# Fav Baddie



## Kementari (Oct 5, 2001)

They are all miserable, but which do you think is the worst... or just your favourtie


----------



## Merlin (Oct 5, 2001)

Lord of the Nazgul, no question about it  They are just so mysterious, and loyal, that I still have to admire them. The fact that they are "Men" also makes it more intriguing (SP?) Can't write today mu-s-t sl-e-e........zzZZ ZzzZ

I like Gollum as a character but I don't feel he was that "bad".


----------



## Greymantle (Oct 5, 2001)

It's so hard to say.....I pitied Gollum the most. The Lord of the Nazgul frightened me the most. BIll Ferny was asking to be slapped. But I think I'll have to say Sharkey-- he made me the most angry, and sad at what had become of the Shire.


----------



## Beorn (Oct 5, 2001)

I liked Gollum because it was interesting to watch (when you say watch, it's pronounced "read") Slinker v. Stinker...


----------



## Dengen-Goroth (Oct 5, 2001)

I am hurt. Why am I not on there? Can you not tell by my sig. who I think is the cruelest. Gollum was not bad, just poor and miserable.


----------



## Macarion (Oct 5, 2001)

Yeah, Gollum wasn't bad, just a few hobbits short of a hole.

--Macarion


----------



## Lantarion (Oct 6, 2001)

I would have voted for Sauron, he is the epitome of evil in all forms... Ah well, the LotN (Lord of the Nazgul) is next in line; he's so arrogant, evil, nasty and pitiless. grrrr


----------



## Chippy (Oct 6, 2001)

i choose bill ferny so he didn't have to feel lonely up there with all the bad dudes and no one thinking he was bad..cause he tried so hard i just had to put a vote on him so he'll feel better


----------



## Kementari (Oct 6, 2001)

Lol, Chippy.

I should make a Fav Dark Lord Poll: Sauron, Dengen, or Morgoth....


----------



## Dengen-Goroth (Oct 6, 2001)

Yes, go ahead. We all know who the winner will be


----------



## Tar-Ancalime (Oct 6, 2001)

the lord of the Nazgul was sweet. gollum had some good in him.(I just said that somethings definently wrong)


----------



## Chippy (Oct 7, 2001)

lol!!!! 

i guess we do know who the winner would be


----------



## Tar-Ancalime (Oct 7, 2001)

LOL, whatz it like in Australia?


----------



## Chippy (Oct 8, 2001)

umm...well it is going to summer here well it is spring but some days it feels like summer with the temperature at 30 degrees on some days..but an average of 24 degrees...

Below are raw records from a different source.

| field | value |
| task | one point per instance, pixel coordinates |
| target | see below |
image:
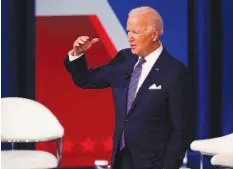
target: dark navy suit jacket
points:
(158, 128)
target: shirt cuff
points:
(71, 57)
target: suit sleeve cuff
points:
(71, 57)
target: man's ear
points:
(155, 34)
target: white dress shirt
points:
(146, 67)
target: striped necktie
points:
(132, 92)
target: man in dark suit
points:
(151, 91)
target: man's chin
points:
(134, 51)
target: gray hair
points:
(155, 20)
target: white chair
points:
(25, 120)
(223, 160)
(213, 146)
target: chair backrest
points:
(27, 120)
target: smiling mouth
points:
(133, 46)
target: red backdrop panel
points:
(87, 115)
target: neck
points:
(154, 47)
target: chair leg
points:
(201, 161)
(12, 145)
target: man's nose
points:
(130, 37)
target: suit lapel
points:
(153, 76)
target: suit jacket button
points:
(126, 121)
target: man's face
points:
(139, 38)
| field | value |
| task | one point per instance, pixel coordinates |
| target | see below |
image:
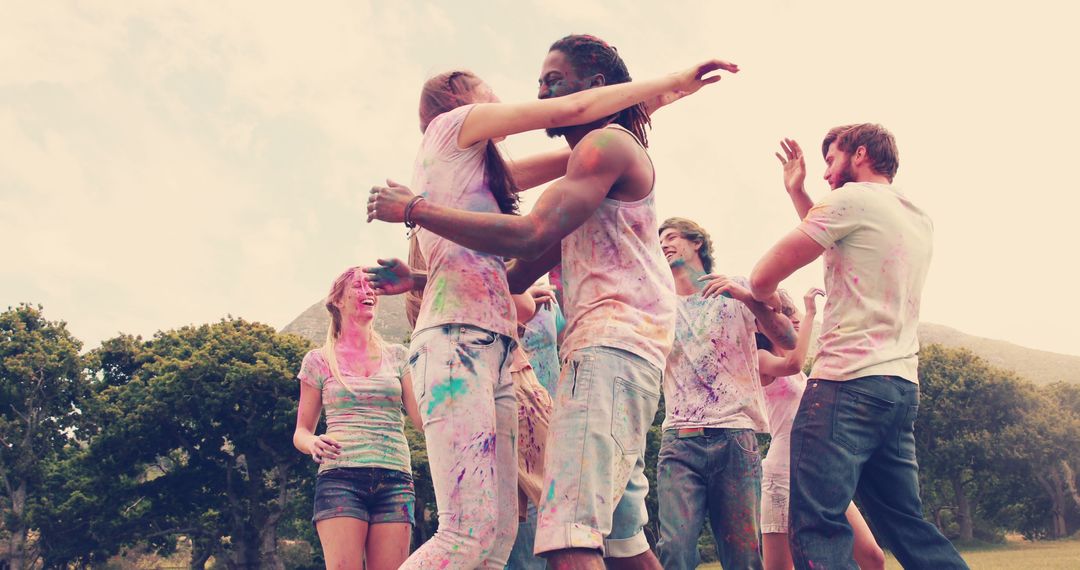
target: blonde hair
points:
(334, 330)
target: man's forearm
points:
(419, 281)
(534, 171)
(773, 325)
(491, 233)
(800, 200)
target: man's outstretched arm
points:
(792, 252)
(795, 175)
(595, 164)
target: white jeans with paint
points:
(462, 384)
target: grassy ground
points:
(1042, 555)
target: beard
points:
(847, 175)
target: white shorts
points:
(774, 497)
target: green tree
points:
(92, 506)
(40, 388)
(202, 431)
(966, 404)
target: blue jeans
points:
(521, 556)
(859, 435)
(717, 473)
(594, 469)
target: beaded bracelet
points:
(408, 212)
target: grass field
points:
(1043, 555)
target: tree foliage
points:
(40, 391)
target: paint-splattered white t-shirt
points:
(877, 253)
(364, 415)
(463, 286)
(712, 378)
(782, 399)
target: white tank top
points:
(619, 289)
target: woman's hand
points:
(324, 448)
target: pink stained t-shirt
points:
(618, 288)
(712, 378)
(878, 246)
(463, 286)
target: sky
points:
(173, 163)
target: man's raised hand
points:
(387, 203)
(391, 276)
(795, 166)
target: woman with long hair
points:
(461, 345)
(364, 497)
(784, 382)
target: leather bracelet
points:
(408, 211)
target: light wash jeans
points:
(461, 379)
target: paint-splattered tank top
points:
(618, 287)
(463, 286)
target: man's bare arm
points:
(795, 174)
(537, 170)
(788, 255)
(772, 324)
(522, 274)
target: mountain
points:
(389, 321)
(1040, 367)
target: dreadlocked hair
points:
(448, 91)
(591, 55)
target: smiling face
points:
(359, 298)
(558, 78)
(838, 167)
(677, 249)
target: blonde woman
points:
(364, 497)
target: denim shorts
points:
(374, 494)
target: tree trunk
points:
(16, 543)
(1056, 494)
(1058, 498)
(963, 510)
(245, 552)
(268, 551)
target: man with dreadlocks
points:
(601, 220)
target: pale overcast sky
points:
(169, 163)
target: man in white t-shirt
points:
(854, 428)
(709, 459)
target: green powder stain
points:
(439, 294)
(440, 393)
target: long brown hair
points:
(591, 55)
(448, 91)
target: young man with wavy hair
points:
(710, 464)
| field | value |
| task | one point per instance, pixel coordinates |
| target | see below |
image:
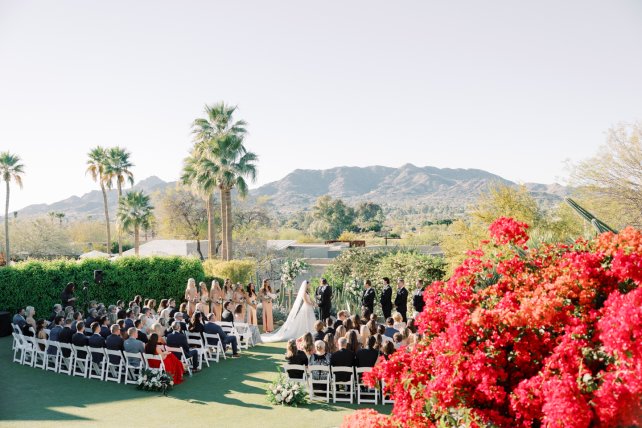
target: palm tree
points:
(135, 212)
(10, 170)
(203, 182)
(230, 161)
(118, 169)
(97, 163)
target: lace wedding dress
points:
(300, 320)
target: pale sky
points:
(515, 88)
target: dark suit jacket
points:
(96, 341)
(366, 357)
(386, 298)
(79, 339)
(178, 340)
(401, 301)
(342, 358)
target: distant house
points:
(169, 247)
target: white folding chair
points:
(40, 353)
(115, 365)
(98, 363)
(303, 379)
(81, 360)
(52, 356)
(323, 373)
(149, 357)
(65, 364)
(209, 339)
(342, 390)
(385, 399)
(365, 394)
(133, 367)
(182, 357)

and i think australia is good...


----------



## Tar-Ancalime (Oct 9, 2001)

Celcius or Farhenhite(sp?)


----------



## Dengen-Goroth (Oct 9, 2001)

T, I'm pretty sure it's celsius.


----------



## Tar-Ancalime (Oct 9, 2001)

I was leaning toward celcius(sp)too.


----------



## Dengen-Goroth (Oct 9, 2001)

Ok, yeah. Um, how is it that about six posts are all filled with new responses in less then five minutes?!?!?!


----------



## Tar-Ancalime (Oct 9, 2001)

LOL!the intersting one is fave dark lord.


----------



## Dengen-Goroth (Oct 9, 2001)

Yeah. it makes for a great soap opera doesn't it!


----------



## Tar-Ancalime (Oct 9, 2001)

such a good one.


----------



## Andral (Oct 14, 2001)

My favorite badguy is by far Gollum. He is such a complex and fascinating character. He is funny, scary, sad, and happy. He really redeems himself in the end, don't you think?


----------



## Tar-Ancalime (Oct 14, 2001)

He does!
(yum, finger)


----------



## Dengen-Goroth (Oct 14, 2001)

I just ended up feeling very sorry for him. He really is pitiful.


----------



## Tar-Ancalime (Oct 14, 2001)

i did to, after the reading of shelobs lair chapter wore off i felt sorry.I mean he bit off a finger for that stupid ring!(u know whatz scary he probably liked how it tasted!)


----------



## Aerin (Oct 16, 2001)

I never liked Gollum. To me he was a demon in the shape of a shrunken Hobbit. When he bit off Frodo's finger in the end, I was almost glad that Gollum was gone. I don't think he redeemed himself ever, even though he ended up destroying the Ring. It was his greed that drove him to grab for the Ring, and he lost his life to it.


----------



## LOTRF (Oct 16, 2001)

gollun was very pittiful......lurtz? dose any one know about him?
the best bad guy was the Lord of the Nazgul He was scarry. 
Sharky made me really made at the end of the RoTK.


----------



## Talierin (Oct 16, 2001)

Lurtz isn't in the book. He's an invention of PJ for the movie. He's supposed to be the orc that kills Boromir.


----------



## Greymantle (Oct 17, 2001)

I was wondering why I didn't recognize that name... I was avoiding saying anything for fear of sounding like an idiot.


----------



## Chippy (Oct 17, 2001)

sorry it is celsius...


----------



## Tar-Ancalime (Oct 17, 2001)

aerin you might like my gollum poem! I despise that worthless demon
I despise him i tell you!


----------



## Chippy (Oct 19, 2001)

Same Greymantle ..


----------



## Aerin (Oct 20, 2001)

I like antagonists who have a complex character, instead of being cardboard cutouts. When there is more than just greed driving a character the story line can becoming interesting.


----------



## Eomer Dinmention (Oct 31, 2001)

i think balrog is because he took gandalf down with him 
and that totally changed the story, how was frodo going to get to mount doom


----------



## Khamul (Feb 14, 2002)

I have always hated the Dark Riders


----------



## EL GALLO (Apr 12, 2003)

I would go with the Witch-King, I mean he is the embodiement of fear, a tall dark shape with an incredibly cruel voice and with no face to look at. The worst of it its that he is not a maia or a vala he is human. Gothmog the Balrog is another good choice, being lord of the most terrible servants of the Dark Lord means that your name is enough to strike fear in the hearts of your friends and foes alike. Also being High Captain of Angband means that you are a good warrior and excellent strategist.


----------